UPDATED You have to go all the way down to number 81 on Amazon’s bestseller list to find a book by a “literary” writer.
That would be “All Fours,” by Miranda July, the writer-filmmaker-artist.
Otherwise most of the top 100 is taken up Father’s Day books, Mother’s Day books, self-help, and airport fiction. The latter comprises paperback reads by authors like Colleen Hoover and Sarah J. Maas.
There are a few oases: Griffin Dunne’s memoir about his family is at number 51. Stephen King, the rare commercial author who is also a writer, has a new title.
But things are so bad that Dale Carnegie’s “How to Win Friends and Influence People,” originally published in 1936, is at number 96.
What’s missing?
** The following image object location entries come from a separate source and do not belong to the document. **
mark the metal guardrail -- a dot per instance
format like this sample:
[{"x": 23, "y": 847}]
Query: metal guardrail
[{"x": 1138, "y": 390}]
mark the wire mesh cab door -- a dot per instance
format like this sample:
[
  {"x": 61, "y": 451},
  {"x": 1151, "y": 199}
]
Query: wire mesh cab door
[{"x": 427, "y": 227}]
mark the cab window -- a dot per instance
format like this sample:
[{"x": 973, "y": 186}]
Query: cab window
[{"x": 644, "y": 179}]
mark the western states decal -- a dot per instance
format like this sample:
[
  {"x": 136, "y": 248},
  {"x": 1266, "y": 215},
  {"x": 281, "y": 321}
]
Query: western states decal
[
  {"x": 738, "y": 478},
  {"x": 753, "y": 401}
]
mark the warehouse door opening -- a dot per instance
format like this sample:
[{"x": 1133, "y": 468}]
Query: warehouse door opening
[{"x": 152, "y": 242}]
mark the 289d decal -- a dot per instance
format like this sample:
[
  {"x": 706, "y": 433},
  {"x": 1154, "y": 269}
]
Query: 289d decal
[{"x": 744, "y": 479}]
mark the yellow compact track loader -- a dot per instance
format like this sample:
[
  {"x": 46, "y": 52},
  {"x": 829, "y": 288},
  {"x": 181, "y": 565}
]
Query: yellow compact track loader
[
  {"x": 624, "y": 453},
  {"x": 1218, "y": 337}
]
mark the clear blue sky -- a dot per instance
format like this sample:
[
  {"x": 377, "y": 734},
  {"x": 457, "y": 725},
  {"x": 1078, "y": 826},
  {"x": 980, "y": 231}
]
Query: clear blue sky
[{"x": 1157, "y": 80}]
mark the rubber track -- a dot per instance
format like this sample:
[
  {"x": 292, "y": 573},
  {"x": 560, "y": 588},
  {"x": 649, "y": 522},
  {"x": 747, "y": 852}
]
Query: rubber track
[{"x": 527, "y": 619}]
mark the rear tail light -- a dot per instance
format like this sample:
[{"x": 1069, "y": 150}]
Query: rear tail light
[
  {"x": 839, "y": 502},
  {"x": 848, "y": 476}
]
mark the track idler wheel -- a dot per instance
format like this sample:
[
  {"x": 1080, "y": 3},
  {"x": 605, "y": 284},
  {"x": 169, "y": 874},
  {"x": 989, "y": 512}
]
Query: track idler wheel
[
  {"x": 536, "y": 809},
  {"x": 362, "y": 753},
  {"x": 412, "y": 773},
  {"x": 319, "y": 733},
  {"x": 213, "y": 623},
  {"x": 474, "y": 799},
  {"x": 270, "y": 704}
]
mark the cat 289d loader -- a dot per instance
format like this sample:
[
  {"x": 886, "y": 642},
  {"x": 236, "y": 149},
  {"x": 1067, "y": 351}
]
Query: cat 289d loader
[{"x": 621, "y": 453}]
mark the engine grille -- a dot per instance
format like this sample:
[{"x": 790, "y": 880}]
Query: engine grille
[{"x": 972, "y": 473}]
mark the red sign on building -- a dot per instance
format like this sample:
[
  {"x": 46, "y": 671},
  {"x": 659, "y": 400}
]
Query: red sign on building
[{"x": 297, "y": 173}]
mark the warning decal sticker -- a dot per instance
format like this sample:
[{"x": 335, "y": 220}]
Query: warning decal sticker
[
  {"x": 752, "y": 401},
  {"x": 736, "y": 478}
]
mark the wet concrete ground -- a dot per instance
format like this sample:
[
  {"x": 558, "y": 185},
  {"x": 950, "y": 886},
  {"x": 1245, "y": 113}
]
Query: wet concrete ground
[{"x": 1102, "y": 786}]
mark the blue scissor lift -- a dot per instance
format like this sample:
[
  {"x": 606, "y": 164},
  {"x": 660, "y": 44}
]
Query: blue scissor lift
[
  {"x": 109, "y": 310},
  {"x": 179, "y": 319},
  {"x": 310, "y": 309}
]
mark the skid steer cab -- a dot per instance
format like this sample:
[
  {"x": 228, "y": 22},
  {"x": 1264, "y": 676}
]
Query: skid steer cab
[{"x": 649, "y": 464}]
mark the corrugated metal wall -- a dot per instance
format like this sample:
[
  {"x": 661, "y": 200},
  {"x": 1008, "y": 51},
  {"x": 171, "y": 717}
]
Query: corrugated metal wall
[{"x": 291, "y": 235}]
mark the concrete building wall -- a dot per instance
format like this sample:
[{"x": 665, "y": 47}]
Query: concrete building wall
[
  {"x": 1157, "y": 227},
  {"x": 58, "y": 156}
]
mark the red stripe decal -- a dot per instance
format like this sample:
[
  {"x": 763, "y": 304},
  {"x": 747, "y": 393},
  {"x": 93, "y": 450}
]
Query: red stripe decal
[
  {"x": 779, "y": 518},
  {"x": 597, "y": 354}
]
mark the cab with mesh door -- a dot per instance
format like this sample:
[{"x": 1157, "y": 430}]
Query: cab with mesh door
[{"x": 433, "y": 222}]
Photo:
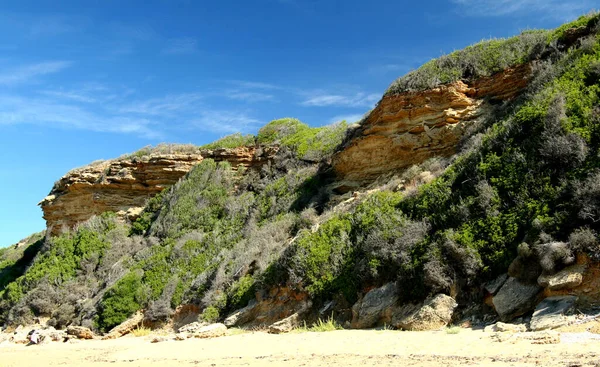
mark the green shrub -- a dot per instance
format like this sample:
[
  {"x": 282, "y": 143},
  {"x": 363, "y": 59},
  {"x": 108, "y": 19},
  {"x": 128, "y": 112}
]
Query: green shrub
[
  {"x": 210, "y": 314},
  {"x": 231, "y": 141},
  {"x": 121, "y": 301}
]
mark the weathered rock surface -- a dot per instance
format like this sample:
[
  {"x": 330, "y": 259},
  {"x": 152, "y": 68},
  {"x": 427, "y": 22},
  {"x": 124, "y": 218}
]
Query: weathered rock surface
[
  {"x": 210, "y": 331},
  {"x": 551, "y": 313},
  {"x": 569, "y": 277},
  {"x": 192, "y": 327},
  {"x": 494, "y": 286},
  {"x": 123, "y": 186},
  {"x": 286, "y": 325},
  {"x": 125, "y": 327},
  {"x": 434, "y": 313},
  {"x": 374, "y": 306},
  {"x": 506, "y": 328},
  {"x": 80, "y": 332},
  {"x": 515, "y": 299},
  {"x": 408, "y": 128},
  {"x": 241, "y": 316},
  {"x": 270, "y": 307}
]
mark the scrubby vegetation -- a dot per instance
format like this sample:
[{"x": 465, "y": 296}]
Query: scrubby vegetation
[
  {"x": 488, "y": 57},
  {"x": 523, "y": 195}
]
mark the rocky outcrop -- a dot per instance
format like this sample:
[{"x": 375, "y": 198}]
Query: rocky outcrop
[
  {"x": 206, "y": 331},
  {"x": 551, "y": 312},
  {"x": 286, "y": 325},
  {"x": 125, "y": 327},
  {"x": 568, "y": 278},
  {"x": 269, "y": 308},
  {"x": 434, "y": 313},
  {"x": 124, "y": 185},
  {"x": 80, "y": 332},
  {"x": 374, "y": 306},
  {"x": 408, "y": 128},
  {"x": 516, "y": 298}
]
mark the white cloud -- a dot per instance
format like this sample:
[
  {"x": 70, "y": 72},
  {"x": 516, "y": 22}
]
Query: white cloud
[
  {"x": 29, "y": 72},
  {"x": 180, "y": 46},
  {"x": 348, "y": 118},
  {"x": 359, "y": 99},
  {"x": 163, "y": 106},
  {"x": 253, "y": 85},
  {"x": 248, "y": 96},
  {"x": 226, "y": 122},
  {"x": 558, "y": 9},
  {"x": 52, "y": 113},
  {"x": 71, "y": 95}
]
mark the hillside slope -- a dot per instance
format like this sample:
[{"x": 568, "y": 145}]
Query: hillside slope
[{"x": 483, "y": 162}]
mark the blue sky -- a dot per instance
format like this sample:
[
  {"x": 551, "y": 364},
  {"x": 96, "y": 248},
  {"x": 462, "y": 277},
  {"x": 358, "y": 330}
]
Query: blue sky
[{"x": 86, "y": 80}]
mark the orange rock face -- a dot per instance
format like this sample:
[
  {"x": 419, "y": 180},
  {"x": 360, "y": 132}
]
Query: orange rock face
[
  {"x": 408, "y": 128},
  {"x": 124, "y": 186}
]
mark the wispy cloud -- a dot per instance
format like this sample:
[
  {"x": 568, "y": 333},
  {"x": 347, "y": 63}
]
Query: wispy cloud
[
  {"x": 179, "y": 46},
  {"x": 53, "y": 25},
  {"x": 70, "y": 95},
  {"x": 226, "y": 122},
  {"x": 163, "y": 106},
  {"x": 52, "y": 113},
  {"x": 29, "y": 72},
  {"x": 348, "y": 118},
  {"x": 246, "y": 96},
  {"x": 360, "y": 99},
  {"x": 253, "y": 85},
  {"x": 558, "y": 9}
]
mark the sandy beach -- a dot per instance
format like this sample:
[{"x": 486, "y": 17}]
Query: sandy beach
[{"x": 335, "y": 348}]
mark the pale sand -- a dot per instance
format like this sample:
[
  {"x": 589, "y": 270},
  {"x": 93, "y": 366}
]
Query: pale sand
[{"x": 336, "y": 348}]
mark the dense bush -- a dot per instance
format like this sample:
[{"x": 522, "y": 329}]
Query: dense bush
[
  {"x": 312, "y": 144},
  {"x": 231, "y": 141},
  {"x": 524, "y": 195}
]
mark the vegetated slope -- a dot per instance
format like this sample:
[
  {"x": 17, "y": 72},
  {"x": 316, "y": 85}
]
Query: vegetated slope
[{"x": 525, "y": 185}]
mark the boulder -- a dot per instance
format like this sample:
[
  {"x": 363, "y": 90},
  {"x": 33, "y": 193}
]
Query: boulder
[
  {"x": 494, "y": 286},
  {"x": 568, "y": 278},
  {"x": 80, "y": 332},
  {"x": 192, "y": 327},
  {"x": 504, "y": 328},
  {"x": 286, "y": 325},
  {"x": 125, "y": 327},
  {"x": 210, "y": 331},
  {"x": 550, "y": 313},
  {"x": 372, "y": 307},
  {"x": 159, "y": 339},
  {"x": 51, "y": 334},
  {"x": 515, "y": 298},
  {"x": 242, "y": 315},
  {"x": 435, "y": 313}
]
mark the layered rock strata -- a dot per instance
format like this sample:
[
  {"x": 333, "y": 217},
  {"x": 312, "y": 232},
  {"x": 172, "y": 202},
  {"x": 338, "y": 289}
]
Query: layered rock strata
[
  {"x": 124, "y": 185},
  {"x": 408, "y": 128}
]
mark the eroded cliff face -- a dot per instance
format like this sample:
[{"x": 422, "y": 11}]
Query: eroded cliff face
[
  {"x": 123, "y": 186},
  {"x": 408, "y": 128}
]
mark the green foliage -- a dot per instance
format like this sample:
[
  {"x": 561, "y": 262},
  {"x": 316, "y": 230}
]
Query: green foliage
[
  {"x": 14, "y": 261},
  {"x": 482, "y": 59},
  {"x": 582, "y": 21},
  {"x": 210, "y": 314},
  {"x": 197, "y": 202},
  {"x": 241, "y": 292},
  {"x": 321, "y": 326},
  {"x": 325, "y": 258},
  {"x": 162, "y": 148},
  {"x": 308, "y": 143},
  {"x": 231, "y": 141},
  {"x": 120, "y": 302}
]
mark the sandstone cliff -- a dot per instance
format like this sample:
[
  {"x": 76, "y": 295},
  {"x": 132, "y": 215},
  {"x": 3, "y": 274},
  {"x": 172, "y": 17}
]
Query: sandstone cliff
[
  {"x": 408, "y": 128},
  {"x": 124, "y": 185}
]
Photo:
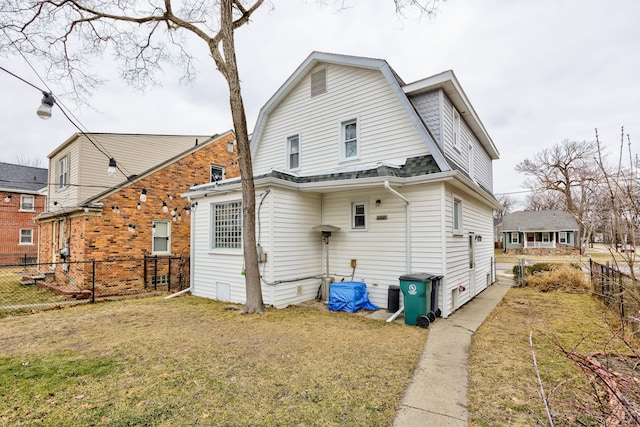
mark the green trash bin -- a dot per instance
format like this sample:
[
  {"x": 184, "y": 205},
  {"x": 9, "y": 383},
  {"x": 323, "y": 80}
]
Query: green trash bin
[{"x": 416, "y": 289}]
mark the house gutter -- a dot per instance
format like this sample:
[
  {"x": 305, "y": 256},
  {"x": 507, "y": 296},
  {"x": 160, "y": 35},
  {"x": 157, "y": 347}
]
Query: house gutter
[{"x": 408, "y": 225}]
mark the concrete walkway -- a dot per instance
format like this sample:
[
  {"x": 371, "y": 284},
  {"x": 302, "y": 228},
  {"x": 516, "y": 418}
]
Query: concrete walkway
[{"x": 437, "y": 393}]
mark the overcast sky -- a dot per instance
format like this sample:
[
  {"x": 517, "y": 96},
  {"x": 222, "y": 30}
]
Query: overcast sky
[{"x": 536, "y": 72}]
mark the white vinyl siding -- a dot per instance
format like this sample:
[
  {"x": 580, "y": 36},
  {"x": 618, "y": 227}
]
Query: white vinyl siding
[{"x": 385, "y": 129}]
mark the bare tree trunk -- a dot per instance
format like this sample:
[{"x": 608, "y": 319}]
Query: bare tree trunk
[{"x": 254, "y": 302}]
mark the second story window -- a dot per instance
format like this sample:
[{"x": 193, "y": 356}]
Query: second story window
[
  {"x": 217, "y": 173},
  {"x": 63, "y": 172},
  {"x": 350, "y": 146},
  {"x": 293, "y": 152},
  {"x": 26, "y": 202}
]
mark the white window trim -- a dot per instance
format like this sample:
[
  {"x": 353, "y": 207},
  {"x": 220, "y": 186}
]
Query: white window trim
[
  {"x": 517, "y": 237},
  {"x": 365, "y": 205},
  {"x": 33, "y": 203},
  {"x": 343, "y": 154},
  {"x": 153, "y": 236},
  {"x": 459, "y": 230},
  {"x": 457, "y": 120},
  {"x": 20, "y": 242},
  {"x": 212, "y": 230},
  {"x": 288, "y": 151}
]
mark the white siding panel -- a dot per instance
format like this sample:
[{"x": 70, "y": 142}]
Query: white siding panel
[{"x": 385, "y": 130}]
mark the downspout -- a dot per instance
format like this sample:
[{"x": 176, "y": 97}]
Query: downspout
[
  {"x": 407, "y": 237},
  {"x": 408, "y": 225}
]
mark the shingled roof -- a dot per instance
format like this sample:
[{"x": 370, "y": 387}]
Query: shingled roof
[
  {"x": 551, "y": 220},
  {"x": 18, "y": 178}
]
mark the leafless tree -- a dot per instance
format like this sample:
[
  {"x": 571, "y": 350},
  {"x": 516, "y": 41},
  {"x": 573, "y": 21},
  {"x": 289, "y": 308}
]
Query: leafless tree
[
  {"x": 143, "y": 35},
  {"x": 507, "y": 203}
]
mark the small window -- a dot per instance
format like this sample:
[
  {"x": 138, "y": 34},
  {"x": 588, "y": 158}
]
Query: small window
[
  {"x": 456, "y": 128},
  {"x": 359, "y": 215},
  {"x": 226, "y": 225},
  {"x": 26, "y": 202},
  {"x": 293, "y": 152},
  {"x": 161, "y": 237},
  {"x": 457, "y": 216},
  {"x": 319, "y": 82},
  {"x": 26, "y": 236},
  {"x": 217, "y": 173},
  {"x": 63, "y": 171},
  {"x": 350, "y": 139}
]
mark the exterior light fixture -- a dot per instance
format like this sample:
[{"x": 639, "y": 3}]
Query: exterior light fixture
[
  {"x": 113, "y": 167},
  {"x": 44, "y": 111}
]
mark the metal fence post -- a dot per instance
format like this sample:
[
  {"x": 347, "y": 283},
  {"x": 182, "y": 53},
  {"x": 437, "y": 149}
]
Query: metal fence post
[{"x": 93, "y": 282}]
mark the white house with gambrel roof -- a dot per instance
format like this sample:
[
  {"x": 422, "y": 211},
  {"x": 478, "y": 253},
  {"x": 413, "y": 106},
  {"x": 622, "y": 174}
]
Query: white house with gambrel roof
[{"x": 400, "y": 176}]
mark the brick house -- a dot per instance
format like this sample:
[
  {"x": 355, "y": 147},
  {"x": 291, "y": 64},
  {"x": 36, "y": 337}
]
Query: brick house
[
  {"x": 22, "y": 197},
  {"x": 141, "y": 215}
]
What we used to call literary or quality books. There is no breakout hit. We used to read the bestseller list and count “real” books by Philip Roth, John Irving, Margaret Atwood, VS Naipaul, and so on. Even Amazon’s Literature and Fiction list is cluttered with pedestrian commercial fare, not the stuff that comes from the Iowa Writers Workshop, or Yaddo.
Again, on that list you have to go all the way down to number 43 to find “James,” by Percival Everett, the only literary work. Otherwise, it’s more Colleen Hoover, a posthumous Michael Crichton somehow constructed by James Patterson, movie tie-ins, and so on.
This shabby state of the business is definitely causing trouble in the book business. Three weeks ago, two major literary publishers were fired without notice. Reagan Arthur, the publisher of Alfred A. Knopf, and Lisa Lucas, the publisher of Pantheon and Schocken were dismissed. Lucas was so surprised that she freaked out a bit on social media and then headed off to Paris.
Last week, Little Brown laid off seven top editors including Tracy Sherrod, Pronoy Sarkar, Jean Garnett and Ben George. They were just as shocked.
All of this follows a huge exit of legacy editors last summer at Random House’s Alfred A. Knopf that included veteran star Victoria Wilson, plus Penguin’s Wendy Wolf, Rick Kot, and Paul Slovak. Some, like Wilson, took a retirement package. Others were simply laid off.
If you don’t think there’s a correlation between all these top people getting the axe, and real books disappearing, you’re wrong.
Meantime, publishers keep putting resources in books by personalities, only to see them backfire. Kristi Noem’s “No Way Back,” is already well below number 10,000 on amazon. Tom Selleck’s autobiography is number 598. Whoopi Goldberg’s memoir, which couldn’t have had more publicity, is at number 895. Michael Richards — Kramer from “Seinfeld” — has a memoir that expired within a week.
Meantime, Lorrie Moore’s “I Am Homeless If This Is Not My Home,” which just won the National Books Critics Circle award for fiction, is at number 36,379 on the paperback list. Moore is an established author who’s won many prizes and publishes in the New Yorker. But it’s doubtful many people even know she has a book out, let alone an award winner.
What’s going on here? I recently responded to a Tweet from a frustrated author who was upset that she had to pay for her own publicity. But that’s been the case for decades. Publishers don’t care about creating legacies around important writers. If they ever did, that’s long over. They sell Colleen Hoover as if she was a vacuum, sucking up as much money as they can in the process.
Tomorrow would have been the birthday of the late, great author Laurie Colwin, whose novels and essays are still in print. When I was a book publicist in 1984, I was assigned the paperback of her novel, “Family Happiness.” The publisher, Ballantine, didn’t even want me to do publicity, just send out a postcard press release. They were more interested in Garfield the cat books.